5. Instruments de mesure
Tous les instruments d’auto-évaluation ont été administrés sur une échelle de Likert à 5 points (1 = fortement en désaccord à 5 = tout à fait d’accord), les scores les plus élevés indiquant une plus forte approbation du concept cible. Les items ont été marqués positivement, sauf indication contraire, et les scores de l’échelle ont été calculés comme la moyenne de leurs items constitutifs.
6. Rétention des connaissances
Un test à choix multiples de 15 questions aligné sur le contenu pédagogique a été utilisé pour évaluer les connaissances (score total compris entre 0 et 15). Des scores plus élevés reflétaient une plus grande acquisition de connaissances. Un exemple d’élément était : « Quelle est la principale source d’énergie pendant l’exercice aérobique ? »

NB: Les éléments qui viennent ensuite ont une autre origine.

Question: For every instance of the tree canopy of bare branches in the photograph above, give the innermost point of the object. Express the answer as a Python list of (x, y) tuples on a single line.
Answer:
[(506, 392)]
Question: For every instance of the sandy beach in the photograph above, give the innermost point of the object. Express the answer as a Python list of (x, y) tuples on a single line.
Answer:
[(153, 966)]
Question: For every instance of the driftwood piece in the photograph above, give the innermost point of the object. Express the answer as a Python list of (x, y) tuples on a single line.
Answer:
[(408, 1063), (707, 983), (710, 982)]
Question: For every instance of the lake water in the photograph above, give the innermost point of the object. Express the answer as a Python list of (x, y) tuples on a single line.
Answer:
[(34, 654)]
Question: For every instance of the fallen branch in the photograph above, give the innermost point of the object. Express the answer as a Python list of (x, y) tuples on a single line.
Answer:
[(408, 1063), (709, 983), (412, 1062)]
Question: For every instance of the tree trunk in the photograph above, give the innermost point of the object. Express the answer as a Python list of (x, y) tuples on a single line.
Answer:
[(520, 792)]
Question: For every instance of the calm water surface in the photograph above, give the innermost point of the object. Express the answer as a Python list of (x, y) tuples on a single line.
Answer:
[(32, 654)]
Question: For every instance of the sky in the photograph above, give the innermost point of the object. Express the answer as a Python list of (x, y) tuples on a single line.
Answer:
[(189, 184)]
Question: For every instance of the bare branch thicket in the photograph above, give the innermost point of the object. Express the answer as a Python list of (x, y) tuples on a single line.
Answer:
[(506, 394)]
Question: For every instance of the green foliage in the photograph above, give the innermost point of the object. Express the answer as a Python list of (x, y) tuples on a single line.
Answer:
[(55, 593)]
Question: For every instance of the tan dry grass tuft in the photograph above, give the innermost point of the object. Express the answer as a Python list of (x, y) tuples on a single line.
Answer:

7. Intention comportementale
L’intention comportementale a été mesurée à l’aide d’un instrument à 3 items adapté de la Théorie du comportement planifié20. Un point représentatif était : « J’ai l’intention d’adopter les pratiques de santé introduites en classe au cours de la semaine prochaine. »
8. Engagement
L’engagement a été évalué à l’aide d’un instrument en 5 points adapté d’un cadre validé d’engagement d’apprentissage capturant l’attention, l’interaction, l’implication émotionnelle, la persévérance et la satisfaction d’apprentissage21. Une déclaration illustrative était : « J’ai pu rester concentré pendant le processus d’apprentissage. »
9. Auto-efficacité
L’auto-efficacité a été évaluée à l’aide d’un instrument à 4 questions fondé sur la conceptualisation établie de la capacité perçue. Un exemple d’élément était : « Je suis convaincu que je peux effectuer de manière indépendante les exercices de santé démontrés en classe. »
10. Acceptation de la technologie
L’acceptation de la technologie a été mesurée à l’aide d’une adaptation en 6 éléments de la théorie unifiée de l’acceptation et de l’utilisation de la technologie, couvrant l’attente de performance, l’attente d’effort, l’influence sociale et les conditions facilitantes. Un point représentatif était : « L’utilisation de ce système peut améliorer mes performances d’apprentissage. »
Tous les instruments ont démontré une cohérence interne acceptable à forte dans la présente étude : α = 0,87 (connaissance), 0,82 (intention comportementale), 0,85 (engagement), 0,84 (auto-efficacité) et 0,89 (acceptation de la technologie).